Microcrédito produtivo no Brasil: histórico recente e condicionantes de desenvolvimento

Autores

  • Lauro Gonzalez Fundação Getulio Vargas - Escola de Administração de Empresas de São Paulo (EAESP)
  • Lya Porto Fundação Getulio Vargas - Escola de Administração de Empresas de São Paulo (EAESP)
  • Eduardo Henrique Diniz Fundação Getulio Vargas - Escola de Administração de Empresas de São Paulo (EAESP)

DOI:

https://doi.org/10.12660/cgpc.v22n72.62637

Palavras-chave:

Microfinanças, microcrédito produtivo, modelos de atuação, processos de negociação, condicionantes de desenvolvimento.

Resumo

O artigo tem o objetivo de analisar os direcionadores para a atuação dos diferentes modelos institucionais do microcrédito produtivo no Brasil.
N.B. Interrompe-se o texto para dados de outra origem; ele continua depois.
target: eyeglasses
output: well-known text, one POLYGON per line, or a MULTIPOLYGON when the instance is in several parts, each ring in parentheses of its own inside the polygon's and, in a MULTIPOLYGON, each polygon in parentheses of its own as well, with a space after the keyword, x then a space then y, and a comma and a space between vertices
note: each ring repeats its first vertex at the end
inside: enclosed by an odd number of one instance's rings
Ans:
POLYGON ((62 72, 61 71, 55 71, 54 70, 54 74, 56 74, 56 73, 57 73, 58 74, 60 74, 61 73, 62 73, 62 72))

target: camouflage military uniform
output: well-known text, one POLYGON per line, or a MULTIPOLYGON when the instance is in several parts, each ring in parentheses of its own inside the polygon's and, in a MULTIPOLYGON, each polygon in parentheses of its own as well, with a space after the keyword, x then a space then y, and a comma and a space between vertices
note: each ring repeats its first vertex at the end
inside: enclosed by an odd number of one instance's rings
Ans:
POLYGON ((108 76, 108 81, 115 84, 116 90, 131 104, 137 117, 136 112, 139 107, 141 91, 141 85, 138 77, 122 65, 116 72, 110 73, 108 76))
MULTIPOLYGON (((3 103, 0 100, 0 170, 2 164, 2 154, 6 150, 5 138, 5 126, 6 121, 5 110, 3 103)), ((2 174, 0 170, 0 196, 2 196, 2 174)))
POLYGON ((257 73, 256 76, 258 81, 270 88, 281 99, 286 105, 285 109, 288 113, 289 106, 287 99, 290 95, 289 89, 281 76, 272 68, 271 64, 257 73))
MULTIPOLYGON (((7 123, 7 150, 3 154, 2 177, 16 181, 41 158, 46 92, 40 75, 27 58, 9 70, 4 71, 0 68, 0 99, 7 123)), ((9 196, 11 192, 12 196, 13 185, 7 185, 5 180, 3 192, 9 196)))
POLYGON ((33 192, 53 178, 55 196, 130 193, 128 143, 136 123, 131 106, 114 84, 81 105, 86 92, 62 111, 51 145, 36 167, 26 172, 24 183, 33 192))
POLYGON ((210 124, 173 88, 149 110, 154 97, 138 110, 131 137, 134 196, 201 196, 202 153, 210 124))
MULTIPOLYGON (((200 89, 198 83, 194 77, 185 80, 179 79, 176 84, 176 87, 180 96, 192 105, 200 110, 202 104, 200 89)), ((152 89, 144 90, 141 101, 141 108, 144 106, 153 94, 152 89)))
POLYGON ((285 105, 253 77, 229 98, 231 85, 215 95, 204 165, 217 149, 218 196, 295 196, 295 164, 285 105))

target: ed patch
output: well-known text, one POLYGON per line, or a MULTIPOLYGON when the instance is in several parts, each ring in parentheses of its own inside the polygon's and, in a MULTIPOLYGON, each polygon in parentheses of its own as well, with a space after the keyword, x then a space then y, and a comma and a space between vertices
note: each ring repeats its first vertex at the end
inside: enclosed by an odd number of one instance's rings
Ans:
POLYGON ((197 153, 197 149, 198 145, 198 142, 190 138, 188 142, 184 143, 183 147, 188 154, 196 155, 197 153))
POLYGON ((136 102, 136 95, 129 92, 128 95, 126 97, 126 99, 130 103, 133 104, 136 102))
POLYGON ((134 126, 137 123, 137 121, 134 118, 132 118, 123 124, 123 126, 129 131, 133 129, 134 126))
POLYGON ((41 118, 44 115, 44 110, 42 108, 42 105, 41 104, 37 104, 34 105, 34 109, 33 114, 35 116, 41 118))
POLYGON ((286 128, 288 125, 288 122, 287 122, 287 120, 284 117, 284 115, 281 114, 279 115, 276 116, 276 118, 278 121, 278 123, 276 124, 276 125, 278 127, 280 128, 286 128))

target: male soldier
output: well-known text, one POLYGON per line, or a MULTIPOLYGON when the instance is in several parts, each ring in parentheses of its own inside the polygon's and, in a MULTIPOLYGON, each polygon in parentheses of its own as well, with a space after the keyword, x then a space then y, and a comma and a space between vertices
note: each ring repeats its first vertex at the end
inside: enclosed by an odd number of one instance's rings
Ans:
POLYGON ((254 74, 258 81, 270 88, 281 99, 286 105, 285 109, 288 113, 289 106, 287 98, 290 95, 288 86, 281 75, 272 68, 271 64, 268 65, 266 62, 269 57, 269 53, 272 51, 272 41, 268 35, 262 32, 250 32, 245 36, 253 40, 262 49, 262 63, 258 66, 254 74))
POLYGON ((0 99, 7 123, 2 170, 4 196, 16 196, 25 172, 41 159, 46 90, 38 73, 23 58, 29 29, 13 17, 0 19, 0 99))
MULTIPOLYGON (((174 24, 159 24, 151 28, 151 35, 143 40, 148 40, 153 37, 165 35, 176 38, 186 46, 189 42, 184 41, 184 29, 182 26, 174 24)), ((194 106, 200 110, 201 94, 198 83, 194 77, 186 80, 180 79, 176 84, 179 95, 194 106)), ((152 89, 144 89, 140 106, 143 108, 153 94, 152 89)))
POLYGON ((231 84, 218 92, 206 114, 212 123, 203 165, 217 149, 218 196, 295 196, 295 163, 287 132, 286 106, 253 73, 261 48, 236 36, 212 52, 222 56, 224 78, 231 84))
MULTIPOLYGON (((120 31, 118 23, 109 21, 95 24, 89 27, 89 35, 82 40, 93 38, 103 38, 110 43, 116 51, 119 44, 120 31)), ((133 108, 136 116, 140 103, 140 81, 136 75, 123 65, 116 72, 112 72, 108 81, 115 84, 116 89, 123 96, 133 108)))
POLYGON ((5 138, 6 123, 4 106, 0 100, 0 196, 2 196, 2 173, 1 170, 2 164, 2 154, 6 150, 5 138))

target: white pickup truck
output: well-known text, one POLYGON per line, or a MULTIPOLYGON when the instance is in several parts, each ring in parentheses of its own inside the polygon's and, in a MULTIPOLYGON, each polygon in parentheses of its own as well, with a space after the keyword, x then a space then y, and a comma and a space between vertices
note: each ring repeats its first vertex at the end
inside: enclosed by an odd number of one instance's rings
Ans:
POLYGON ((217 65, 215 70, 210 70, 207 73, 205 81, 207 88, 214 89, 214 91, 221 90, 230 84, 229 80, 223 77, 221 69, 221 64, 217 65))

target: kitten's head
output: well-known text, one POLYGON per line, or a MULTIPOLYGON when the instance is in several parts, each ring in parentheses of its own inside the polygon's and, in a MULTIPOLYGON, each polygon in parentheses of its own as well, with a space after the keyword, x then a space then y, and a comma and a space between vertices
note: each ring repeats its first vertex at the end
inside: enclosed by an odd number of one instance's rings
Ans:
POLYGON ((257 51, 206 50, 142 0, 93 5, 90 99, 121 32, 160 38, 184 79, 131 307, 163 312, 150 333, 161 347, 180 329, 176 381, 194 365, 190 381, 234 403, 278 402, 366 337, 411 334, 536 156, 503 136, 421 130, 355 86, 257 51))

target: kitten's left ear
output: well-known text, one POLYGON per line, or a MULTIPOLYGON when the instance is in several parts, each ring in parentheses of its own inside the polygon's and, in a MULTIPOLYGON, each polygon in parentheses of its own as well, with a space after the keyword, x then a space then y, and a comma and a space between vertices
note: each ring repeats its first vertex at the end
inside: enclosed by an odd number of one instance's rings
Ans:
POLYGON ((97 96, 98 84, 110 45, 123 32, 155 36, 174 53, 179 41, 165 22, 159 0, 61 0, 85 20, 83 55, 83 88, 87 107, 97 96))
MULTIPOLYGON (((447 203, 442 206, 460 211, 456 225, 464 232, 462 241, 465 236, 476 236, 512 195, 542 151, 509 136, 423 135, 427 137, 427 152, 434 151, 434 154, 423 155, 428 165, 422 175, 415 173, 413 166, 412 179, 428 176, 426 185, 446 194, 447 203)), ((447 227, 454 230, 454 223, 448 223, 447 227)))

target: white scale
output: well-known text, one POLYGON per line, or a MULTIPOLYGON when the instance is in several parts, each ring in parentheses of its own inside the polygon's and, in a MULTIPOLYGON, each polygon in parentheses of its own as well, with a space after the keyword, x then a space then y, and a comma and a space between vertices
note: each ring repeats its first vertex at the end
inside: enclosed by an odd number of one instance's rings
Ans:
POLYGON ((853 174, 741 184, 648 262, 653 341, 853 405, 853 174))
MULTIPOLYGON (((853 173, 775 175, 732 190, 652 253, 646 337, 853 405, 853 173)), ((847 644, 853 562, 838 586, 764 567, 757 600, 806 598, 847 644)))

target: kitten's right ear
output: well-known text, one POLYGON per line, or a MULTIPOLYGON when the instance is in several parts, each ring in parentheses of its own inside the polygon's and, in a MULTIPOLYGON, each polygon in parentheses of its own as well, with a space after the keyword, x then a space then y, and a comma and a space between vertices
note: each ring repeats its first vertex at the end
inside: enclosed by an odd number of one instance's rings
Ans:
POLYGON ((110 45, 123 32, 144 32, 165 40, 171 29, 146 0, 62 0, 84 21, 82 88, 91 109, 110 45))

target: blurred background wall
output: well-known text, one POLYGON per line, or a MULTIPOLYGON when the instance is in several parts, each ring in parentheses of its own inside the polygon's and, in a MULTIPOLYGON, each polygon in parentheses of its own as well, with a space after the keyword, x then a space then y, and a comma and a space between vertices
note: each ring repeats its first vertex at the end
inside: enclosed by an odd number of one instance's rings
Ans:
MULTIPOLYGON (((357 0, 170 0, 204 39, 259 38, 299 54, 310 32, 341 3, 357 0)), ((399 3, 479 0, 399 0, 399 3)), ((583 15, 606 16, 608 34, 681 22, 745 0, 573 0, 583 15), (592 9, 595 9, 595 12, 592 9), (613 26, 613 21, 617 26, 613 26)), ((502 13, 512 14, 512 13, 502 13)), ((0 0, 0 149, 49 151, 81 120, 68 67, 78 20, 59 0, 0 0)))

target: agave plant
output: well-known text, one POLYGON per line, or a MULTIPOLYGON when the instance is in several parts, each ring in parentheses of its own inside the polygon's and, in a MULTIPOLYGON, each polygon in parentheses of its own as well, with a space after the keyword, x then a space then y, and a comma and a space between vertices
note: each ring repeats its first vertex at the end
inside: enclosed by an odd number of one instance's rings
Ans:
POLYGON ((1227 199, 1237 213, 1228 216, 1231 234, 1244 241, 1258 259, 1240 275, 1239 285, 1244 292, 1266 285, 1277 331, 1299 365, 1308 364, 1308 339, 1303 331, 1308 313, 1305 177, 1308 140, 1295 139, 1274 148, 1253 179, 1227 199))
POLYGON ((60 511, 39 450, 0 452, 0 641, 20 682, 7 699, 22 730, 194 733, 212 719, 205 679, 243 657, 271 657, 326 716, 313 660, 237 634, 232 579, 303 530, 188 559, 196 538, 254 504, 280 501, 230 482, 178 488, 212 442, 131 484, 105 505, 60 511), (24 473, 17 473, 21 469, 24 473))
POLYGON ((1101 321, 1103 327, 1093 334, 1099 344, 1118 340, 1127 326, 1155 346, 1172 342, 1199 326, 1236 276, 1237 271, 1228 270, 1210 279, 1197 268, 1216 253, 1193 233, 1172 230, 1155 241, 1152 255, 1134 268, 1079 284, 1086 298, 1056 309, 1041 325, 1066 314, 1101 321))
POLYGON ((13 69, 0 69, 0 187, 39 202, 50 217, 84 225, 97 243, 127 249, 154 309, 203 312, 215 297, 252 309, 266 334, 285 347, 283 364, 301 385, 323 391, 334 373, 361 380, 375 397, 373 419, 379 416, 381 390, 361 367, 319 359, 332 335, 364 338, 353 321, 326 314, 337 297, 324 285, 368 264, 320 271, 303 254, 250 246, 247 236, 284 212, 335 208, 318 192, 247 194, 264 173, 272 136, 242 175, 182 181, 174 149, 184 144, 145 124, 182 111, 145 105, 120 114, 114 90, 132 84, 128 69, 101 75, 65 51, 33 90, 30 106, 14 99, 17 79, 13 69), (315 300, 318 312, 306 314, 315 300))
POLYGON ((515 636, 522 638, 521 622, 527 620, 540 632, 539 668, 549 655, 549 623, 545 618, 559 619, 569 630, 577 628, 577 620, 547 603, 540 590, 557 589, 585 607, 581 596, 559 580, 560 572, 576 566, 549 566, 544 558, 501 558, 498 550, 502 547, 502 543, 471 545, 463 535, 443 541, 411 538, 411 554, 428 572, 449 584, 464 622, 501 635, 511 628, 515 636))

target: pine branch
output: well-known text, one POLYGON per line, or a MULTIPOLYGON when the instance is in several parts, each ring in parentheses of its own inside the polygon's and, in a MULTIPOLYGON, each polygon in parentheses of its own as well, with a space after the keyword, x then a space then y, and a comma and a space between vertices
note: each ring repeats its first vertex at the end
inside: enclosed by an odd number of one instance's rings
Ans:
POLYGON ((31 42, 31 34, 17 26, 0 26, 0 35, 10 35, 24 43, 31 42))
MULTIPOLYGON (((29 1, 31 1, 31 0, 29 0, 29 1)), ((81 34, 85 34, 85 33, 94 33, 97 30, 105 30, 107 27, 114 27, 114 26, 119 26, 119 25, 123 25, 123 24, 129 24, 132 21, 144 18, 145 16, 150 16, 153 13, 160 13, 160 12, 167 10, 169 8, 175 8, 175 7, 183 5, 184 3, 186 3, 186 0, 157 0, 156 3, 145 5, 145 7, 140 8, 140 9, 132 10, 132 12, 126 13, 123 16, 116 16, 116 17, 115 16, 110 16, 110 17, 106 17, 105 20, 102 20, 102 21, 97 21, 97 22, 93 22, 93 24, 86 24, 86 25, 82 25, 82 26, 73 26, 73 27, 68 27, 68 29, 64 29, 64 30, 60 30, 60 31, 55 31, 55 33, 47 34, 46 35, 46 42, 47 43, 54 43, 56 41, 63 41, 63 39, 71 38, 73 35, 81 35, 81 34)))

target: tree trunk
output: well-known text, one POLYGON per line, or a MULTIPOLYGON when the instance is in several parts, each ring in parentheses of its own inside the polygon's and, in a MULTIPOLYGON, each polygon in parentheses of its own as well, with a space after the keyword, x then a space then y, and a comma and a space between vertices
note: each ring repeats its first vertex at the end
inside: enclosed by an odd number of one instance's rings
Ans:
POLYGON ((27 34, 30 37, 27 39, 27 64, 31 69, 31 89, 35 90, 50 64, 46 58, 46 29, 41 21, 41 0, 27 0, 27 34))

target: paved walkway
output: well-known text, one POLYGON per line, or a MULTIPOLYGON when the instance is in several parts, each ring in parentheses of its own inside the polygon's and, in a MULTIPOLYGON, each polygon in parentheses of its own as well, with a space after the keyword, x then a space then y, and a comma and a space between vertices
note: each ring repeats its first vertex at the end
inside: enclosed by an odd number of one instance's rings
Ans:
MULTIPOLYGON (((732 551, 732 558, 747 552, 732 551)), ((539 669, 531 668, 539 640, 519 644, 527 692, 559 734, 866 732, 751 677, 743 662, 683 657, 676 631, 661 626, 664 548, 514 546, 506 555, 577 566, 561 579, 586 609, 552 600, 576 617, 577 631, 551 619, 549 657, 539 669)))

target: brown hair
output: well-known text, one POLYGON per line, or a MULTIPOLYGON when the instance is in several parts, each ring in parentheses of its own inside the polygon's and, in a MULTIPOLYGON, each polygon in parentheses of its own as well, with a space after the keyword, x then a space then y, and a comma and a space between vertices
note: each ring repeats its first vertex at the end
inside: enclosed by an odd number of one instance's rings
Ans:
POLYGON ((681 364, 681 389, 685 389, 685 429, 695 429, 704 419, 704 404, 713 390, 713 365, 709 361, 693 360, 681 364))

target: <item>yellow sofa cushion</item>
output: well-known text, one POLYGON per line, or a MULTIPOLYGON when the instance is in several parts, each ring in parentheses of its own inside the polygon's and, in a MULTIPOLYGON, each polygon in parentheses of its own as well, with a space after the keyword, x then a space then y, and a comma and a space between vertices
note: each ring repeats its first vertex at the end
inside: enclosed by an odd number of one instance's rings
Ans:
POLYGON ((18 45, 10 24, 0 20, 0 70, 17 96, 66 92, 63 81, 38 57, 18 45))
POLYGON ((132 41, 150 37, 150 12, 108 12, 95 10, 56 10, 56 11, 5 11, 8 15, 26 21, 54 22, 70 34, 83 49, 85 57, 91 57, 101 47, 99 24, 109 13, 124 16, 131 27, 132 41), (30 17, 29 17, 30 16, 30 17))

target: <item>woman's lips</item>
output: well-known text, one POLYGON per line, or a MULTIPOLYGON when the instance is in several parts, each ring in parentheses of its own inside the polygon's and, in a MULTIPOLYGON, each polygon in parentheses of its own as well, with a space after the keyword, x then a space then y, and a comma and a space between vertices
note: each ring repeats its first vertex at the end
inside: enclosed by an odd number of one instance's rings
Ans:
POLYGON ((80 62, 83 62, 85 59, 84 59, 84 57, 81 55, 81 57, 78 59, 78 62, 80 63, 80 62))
Utiliza-se o modelo “multinível” a fim de investigar a relação entre os interesses e processos de negociação entre os grupos envolvidos no microcrédito. O estudo empírico inclui um banco público, uma Sociedade de Crédito ao Microempreendedor e à Empresa de Pequeno Porte (Scmepp), e uma Oscip de microcrédito. Os resultados mostram que o foco na gestão da implementação da metodologia do microcrédito produtivo orientado é condicionante para atingir bons resultados. Parcerias com órgãos governamentais, bem como a participação das instituições de microcrédito nos processos de políticas públicas, são um grande desafio e potencial para o aprimoramento do setor de microcrédito.

Biografia do Autor

Lauro Gonzalez, Fundação Getulio Vargas - Escola de Administração de Empresas de São Paulo (EAESP)

Professor do Departamento de Finanças da EAESP-FGV e coordenador do Centro de Estudos em Microfinanças e Inclusão Financeira da FGV

Lya Porto, Fundação Getulio Vargas - Escola de Administração de Empresas de São Paulo (EAESP)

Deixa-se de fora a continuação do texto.